O governo aprovou uma reforma tributária que simplifica impostos sobre consumo, conforme o Ministério da Fazenda. O texto é aplicado ao mercado imobiliário, com impactos sobre compra, venda, aluguel e investimento. O objetivo é reduzir a complexidade do sistema fiscal.
A mudança amplia a cobrança de impostos no setor, com previsão de maior rigor na tributação de imóveis. Analistas veem que a reforma não atinge apenas tributos de consumo, mas abre espaço para novas cobranças sobre ativos imobiliários.
Para quem pretende adquirir um imóvel, investir em renda imobiliária ou vender patrimônio, entender as novas regras passa a fazer parte do planejamento financeiro. A transição ocorre de forma gradual ao longo dos próximos anos.
Mudanças em ITBI e IPTU
O ITBI, imposto de transmissão de bens, pode ser calculado com base no valor de mercado do imóvel, e não apenas no valor declarado na escritura. Assim, despesas podem aumentar se o mercado for visto como superior ao preço negociado.
As prefeituras também poderão atualizar os valores venais por decreto, desde que previsto em lei municipal. Isso pode tornar revisões das plantas de valores mais frequentes e ampliar a tributação incidente sobre imóveis.
Além disso, o Cadastro Imobiliário Brasileiro deverá integrar dados de cartórios, Receita Federal e municípios, fortalecendo o controle de transações. A expectativa é reduzir a subavaliação de imóveis em escrituras.
Impacto na construção e nos preços
A nova estrutura permite que empresas recuperem créditos tributários pagos na cadeia produtiva, como materiais de construção. A não cumulatividade ampla é destacada como inovação central pela autoridade técnica.

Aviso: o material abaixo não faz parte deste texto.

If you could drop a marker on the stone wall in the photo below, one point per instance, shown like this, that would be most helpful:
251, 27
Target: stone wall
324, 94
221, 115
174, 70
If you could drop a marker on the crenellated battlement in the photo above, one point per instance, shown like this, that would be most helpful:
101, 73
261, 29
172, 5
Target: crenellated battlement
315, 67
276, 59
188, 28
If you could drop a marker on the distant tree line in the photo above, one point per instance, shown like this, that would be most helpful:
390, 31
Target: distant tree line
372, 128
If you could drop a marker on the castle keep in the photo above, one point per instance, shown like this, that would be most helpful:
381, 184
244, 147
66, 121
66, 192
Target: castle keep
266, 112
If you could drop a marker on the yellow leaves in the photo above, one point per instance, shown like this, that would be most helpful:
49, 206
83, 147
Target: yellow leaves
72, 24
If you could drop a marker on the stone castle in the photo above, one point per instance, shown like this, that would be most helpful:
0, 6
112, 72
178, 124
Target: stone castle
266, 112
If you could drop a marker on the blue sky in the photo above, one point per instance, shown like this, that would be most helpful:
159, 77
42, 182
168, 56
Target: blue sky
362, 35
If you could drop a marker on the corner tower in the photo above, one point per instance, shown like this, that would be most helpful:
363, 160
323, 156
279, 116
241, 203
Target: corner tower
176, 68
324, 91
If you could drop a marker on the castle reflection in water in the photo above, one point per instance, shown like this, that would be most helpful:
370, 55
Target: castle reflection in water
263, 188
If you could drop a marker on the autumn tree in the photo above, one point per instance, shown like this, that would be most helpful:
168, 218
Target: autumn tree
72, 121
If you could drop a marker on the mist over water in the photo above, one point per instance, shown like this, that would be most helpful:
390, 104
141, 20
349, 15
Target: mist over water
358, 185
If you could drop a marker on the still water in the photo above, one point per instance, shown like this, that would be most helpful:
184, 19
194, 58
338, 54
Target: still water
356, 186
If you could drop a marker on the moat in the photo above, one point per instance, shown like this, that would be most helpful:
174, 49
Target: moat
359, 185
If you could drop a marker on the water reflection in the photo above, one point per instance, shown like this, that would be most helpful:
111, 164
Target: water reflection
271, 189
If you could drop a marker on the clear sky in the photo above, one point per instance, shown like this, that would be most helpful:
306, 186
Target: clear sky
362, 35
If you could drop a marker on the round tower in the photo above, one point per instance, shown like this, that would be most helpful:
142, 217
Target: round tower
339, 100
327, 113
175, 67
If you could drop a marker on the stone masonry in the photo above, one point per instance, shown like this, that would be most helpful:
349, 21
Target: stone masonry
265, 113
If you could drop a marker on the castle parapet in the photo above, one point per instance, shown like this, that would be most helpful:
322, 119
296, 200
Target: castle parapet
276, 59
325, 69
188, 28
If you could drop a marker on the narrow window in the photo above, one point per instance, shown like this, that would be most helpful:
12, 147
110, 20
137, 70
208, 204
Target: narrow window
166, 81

Entretanto, a mão de obra da construção civil não gera créditos. Essa limitação gera divergência entre especialistas sobre o efeito final nos preços dos imóveis, especialmente os novos.

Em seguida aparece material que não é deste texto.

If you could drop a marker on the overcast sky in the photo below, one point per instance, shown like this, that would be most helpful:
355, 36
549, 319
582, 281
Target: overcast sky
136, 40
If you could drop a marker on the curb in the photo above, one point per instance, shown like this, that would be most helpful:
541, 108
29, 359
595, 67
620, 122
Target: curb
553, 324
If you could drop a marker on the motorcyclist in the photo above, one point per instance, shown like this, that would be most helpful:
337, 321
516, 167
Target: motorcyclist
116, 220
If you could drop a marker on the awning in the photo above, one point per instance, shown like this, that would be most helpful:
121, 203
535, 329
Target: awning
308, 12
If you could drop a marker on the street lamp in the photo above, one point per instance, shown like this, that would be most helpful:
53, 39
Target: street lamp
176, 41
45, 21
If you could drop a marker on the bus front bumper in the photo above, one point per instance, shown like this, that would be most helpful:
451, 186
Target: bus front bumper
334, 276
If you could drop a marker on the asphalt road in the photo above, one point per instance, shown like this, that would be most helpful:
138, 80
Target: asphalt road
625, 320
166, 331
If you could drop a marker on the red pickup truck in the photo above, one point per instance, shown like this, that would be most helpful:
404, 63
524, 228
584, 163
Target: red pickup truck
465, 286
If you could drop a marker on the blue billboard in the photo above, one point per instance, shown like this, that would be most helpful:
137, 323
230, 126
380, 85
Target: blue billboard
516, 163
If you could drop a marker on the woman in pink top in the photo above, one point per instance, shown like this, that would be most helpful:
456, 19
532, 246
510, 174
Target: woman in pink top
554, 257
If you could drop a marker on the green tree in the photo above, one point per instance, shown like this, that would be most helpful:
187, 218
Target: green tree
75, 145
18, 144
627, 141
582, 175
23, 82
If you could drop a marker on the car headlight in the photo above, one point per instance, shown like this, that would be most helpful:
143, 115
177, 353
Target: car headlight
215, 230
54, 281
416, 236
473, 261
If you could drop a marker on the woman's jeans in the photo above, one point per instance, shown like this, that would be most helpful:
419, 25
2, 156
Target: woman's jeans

Estimativas oficiais indicam possível redução de custos em imóveis populares, enquanto o setor privado aponta potenciais altas em imóveis de médio e alto padrão. A alíquota padrão do IVA dual fica em torno de 26,5%, com reduções específicas para operações de compra e venda no setor.
Impacto para aluguel e investimentos
Para quem investe em imóveis, a reforma altera a tributação de renda. Pessoas físicas com até três imóveis alugados e renda anual inferior a 240 mil reais ficam fora da incidência do IBS e da CBS. Acima desse teto, a locação passa a tributada pelo novo sistema.
A alíquota efetiva estimada para locação varia entre 8% e 10% sobre o aluguel, somada ao imposto de renda de até 27,5%, o que pode elevar a carga tributária total para grandes locadores. Especialistas apontam incentivos a estruturas como holdings e fundos imobiliários.
Transição gradual até 2033
A implementação completa ocorrerá de modo gradual. Entre 2027 e 2033, empresas do setor precisarão operar com dois sistemas tributários simultaneamente, o que aumenta a complexidade administrativa.
Empreendimentos lançados até o fim de 2028 podem permanecer nos regimes atuais durante a transição. Projetos próximos de 2029 devem sentir mais diretamente os efeitos do novo modelo, conforme a implantação progride.
O impacto final sobre o preço dos imóveis dependerá de diversos fatores, incluindo a soma de tributos, controles mais rígidos e margens em toda a cadeia produtiva. A tendência geral envolve ajustes estratégicos no mercado.